As a ballet dancer, it's hard to get people in the audience - even music lovers and patrons of other arts. Ballet is viewed as long and stuffy, and many people struggle with watching ballets where they don't fully understand the story (because, quite frankly, most ballets do a crap job of explaining the story/crafting choreography in a way to make it accessible). It's definitely hard to get men in the audience - a lot of our patrons are moms and daughters (typically dancers themselves, or they want to be) and older, wealthier ladies. 

And also, there's the main barrier. Many cities do not have ballets, and the places that do, they're typically quite expensive. Even if your city has a ballet performance, and it's in your price range, and you don't find ballet boring (because many people unfortunately do), it can be intimidating/hard to experience a type of art you haven't experienced before.


----------



## Rogerx

Must see ballet lovers!


----------



## jegreenwood

NYCB starts again this week with "Jewels." I haven't seen it in a few years, so I'm going on Saturday afternoon.

I've always thought the third part, "Diamonds," was a bit of a letdown, but in part that may be because I've only seen it at night, and I can get a bit tired. I've promised myself this time it will be the focus of my intention.

Music is by Faure, Stravinsky and Tchaikovsky.

BTW - a while back someone on this forum was asking about different national ballet styles. Each of the three parts of "Jewels" references the style of a different country: French, American and Russian.


----------



## jegreenwood

jegreenwood said:


> NYCB starts again this week with "Jewels." I haven't seen it in a few years, so I'm going on Saturday afternoon.
> 
> I've always thought the third part, "Diamonds," was a bit of a letdown, but in part that may be because I've only seen it at night, and I can get a bit tired. I've promised myself this time it will be the focus of my intention.
> 
> Music is by Faure, Stravinsky and Tchaikovsky.
> 
> BTW - a while back someone on this forum was asking about different national ballet styles. Each of the three parts of "Jewels" references the style of a different country: French, American and Russian.

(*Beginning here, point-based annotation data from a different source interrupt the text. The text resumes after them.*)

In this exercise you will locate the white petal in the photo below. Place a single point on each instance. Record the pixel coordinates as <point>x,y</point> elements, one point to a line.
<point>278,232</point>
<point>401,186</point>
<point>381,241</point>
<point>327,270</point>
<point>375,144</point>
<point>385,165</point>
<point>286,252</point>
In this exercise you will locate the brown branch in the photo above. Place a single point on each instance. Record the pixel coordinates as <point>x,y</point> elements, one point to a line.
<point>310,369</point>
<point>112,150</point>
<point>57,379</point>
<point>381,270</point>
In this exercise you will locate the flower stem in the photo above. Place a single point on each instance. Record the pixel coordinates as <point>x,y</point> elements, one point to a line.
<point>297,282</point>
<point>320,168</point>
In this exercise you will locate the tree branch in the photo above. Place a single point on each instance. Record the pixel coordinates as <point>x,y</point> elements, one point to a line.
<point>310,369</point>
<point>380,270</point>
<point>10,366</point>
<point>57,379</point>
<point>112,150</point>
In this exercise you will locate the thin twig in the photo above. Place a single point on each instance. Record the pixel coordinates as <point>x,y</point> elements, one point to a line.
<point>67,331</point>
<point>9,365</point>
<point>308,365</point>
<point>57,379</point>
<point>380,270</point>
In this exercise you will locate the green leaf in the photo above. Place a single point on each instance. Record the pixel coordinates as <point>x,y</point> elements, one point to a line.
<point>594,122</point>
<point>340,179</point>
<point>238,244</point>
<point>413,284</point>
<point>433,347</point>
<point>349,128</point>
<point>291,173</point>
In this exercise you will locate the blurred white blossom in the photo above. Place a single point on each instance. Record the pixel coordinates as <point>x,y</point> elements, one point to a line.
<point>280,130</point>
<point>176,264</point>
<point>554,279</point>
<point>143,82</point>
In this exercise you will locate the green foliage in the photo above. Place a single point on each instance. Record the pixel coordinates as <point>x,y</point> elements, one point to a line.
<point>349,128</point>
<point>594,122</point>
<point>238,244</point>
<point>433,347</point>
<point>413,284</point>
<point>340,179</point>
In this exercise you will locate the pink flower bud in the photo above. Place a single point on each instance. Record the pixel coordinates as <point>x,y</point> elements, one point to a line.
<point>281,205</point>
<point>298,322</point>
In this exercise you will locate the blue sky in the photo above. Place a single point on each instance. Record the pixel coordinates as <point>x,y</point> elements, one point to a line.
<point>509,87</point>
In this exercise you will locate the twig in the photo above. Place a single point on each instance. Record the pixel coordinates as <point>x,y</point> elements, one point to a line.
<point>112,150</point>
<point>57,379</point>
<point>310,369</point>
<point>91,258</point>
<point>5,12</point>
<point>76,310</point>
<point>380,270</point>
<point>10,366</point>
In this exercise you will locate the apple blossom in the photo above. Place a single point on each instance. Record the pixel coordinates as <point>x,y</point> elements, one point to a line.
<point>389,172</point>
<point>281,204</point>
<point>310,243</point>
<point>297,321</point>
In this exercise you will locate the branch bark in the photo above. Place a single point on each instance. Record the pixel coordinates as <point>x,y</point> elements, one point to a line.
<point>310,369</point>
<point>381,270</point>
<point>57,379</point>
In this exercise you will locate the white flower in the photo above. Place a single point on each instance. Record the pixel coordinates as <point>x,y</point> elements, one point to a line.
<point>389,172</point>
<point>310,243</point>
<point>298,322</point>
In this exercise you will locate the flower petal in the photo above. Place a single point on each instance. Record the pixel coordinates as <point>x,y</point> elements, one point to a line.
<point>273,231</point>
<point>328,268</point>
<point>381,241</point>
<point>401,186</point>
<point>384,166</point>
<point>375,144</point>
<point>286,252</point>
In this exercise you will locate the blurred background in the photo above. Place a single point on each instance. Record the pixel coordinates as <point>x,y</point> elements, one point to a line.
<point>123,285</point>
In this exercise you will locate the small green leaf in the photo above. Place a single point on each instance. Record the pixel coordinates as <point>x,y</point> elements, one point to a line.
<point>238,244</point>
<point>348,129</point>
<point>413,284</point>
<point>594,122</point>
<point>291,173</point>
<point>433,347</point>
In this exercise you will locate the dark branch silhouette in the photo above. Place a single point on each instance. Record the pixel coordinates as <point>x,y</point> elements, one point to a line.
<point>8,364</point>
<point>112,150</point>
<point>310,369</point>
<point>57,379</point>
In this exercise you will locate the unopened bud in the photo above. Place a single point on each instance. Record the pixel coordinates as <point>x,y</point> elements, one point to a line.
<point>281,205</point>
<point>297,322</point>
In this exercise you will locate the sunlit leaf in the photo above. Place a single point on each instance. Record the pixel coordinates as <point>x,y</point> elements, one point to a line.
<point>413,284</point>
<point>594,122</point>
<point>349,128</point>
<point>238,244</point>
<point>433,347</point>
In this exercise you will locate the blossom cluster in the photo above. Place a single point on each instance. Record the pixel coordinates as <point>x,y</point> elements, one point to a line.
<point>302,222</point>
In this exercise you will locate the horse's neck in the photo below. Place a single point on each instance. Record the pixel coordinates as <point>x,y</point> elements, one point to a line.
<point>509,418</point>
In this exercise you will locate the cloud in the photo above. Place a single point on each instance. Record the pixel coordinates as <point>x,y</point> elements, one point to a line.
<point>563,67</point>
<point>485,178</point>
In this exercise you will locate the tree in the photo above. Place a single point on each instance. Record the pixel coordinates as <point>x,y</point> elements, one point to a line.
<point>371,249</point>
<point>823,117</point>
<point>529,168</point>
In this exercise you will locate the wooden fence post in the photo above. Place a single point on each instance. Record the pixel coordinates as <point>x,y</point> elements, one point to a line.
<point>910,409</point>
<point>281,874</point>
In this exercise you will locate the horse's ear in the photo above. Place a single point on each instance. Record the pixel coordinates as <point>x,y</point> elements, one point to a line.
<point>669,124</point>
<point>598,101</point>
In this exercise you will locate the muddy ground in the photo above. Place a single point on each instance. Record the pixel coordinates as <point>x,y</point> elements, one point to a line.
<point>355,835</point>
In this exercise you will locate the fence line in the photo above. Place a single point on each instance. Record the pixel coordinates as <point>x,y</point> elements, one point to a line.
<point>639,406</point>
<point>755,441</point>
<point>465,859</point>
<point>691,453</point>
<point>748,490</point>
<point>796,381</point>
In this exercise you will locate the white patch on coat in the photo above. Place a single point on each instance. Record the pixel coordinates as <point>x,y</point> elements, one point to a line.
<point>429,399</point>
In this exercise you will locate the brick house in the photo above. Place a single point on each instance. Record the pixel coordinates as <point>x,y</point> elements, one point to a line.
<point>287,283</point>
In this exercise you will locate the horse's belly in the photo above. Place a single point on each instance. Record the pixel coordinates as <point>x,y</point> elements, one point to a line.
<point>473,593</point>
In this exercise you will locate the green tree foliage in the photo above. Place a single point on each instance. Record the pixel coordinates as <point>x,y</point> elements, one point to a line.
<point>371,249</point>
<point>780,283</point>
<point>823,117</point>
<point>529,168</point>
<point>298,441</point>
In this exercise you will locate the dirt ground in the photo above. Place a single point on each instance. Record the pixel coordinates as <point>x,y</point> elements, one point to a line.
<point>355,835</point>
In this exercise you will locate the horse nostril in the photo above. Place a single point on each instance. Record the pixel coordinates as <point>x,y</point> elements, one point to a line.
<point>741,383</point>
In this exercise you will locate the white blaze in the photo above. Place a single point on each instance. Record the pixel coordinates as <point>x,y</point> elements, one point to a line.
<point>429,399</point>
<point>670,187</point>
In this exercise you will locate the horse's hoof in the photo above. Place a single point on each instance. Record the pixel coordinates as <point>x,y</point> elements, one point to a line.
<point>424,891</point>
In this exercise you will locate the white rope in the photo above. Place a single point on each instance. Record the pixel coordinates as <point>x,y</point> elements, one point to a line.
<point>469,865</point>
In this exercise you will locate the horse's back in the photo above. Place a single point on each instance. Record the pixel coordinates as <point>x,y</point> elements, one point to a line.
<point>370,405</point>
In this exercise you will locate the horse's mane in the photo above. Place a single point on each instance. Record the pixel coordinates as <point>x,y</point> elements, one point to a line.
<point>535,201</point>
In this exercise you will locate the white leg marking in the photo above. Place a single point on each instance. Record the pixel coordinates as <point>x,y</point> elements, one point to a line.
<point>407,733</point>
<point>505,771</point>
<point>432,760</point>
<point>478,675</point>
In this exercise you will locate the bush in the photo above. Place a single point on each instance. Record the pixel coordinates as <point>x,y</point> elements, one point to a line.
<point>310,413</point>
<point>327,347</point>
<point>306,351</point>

Wouldn't you know it - "Diamonds" was the high point this afternoon, a feeling I shared with the rest of the audience who gave it a standing ovation. I've seen Maria Kowroski dance dozens of times, but not like this.  Her pas de deux with Tyler Angle (to the third movement of Tchaikovsky's Symphony No. 3) was breathtaking.


----------



## jegreenwood

My second NYCB subscription performance tomorrow afternoon. The highlight is "Dancers at a Gathering," probably Jerome Robbins' greatest ballet set to about 20 pieces by Chopin (Mazurkas, Waltzes, Etudes etc.). I've seen it twice and have been bowled over each time.


----------



## vespertine

I'd love to attend more but here in Toronto it's a small fortune per ticket - much more expensive than the opera or the symphony. I browsed around online out of curiosity and found that tickets to each renowned classical ballet company in Europe except the Bolshoi were cheaper on average than the National Ballet of Canada (using _Swan Lake_ as an example). It's a shame really.


----------



## jegreenwood

And the NYCB winter season is underway.

I'll be seeing an all Stravinsky/Balanchine matinee on Sunday. I've seen most of the works before, but I can't recall seeing "Danses Concertantes." Certainly not in the past decade. And the "Stravinsky Violin Concerto" is a masterpiece.


----------



## jegreenwood

jegreenwood said:


> And the NYCB winter season is underway.
> 
> I'll be seeing an all Stravinsky/Balanchine matinee on Sunday. I've seen most of the works before, but I can't recall seeing "Danses Concertantes." Certainly not in the past decade. And the "Stravinsky Violin Concerto" is a masterpiece.


I definitely had not seen Danses Concertantes before. It's a light piece played directly to the audience. I think I even saw some faux-Fosse moves. Fun, not a masterpiece.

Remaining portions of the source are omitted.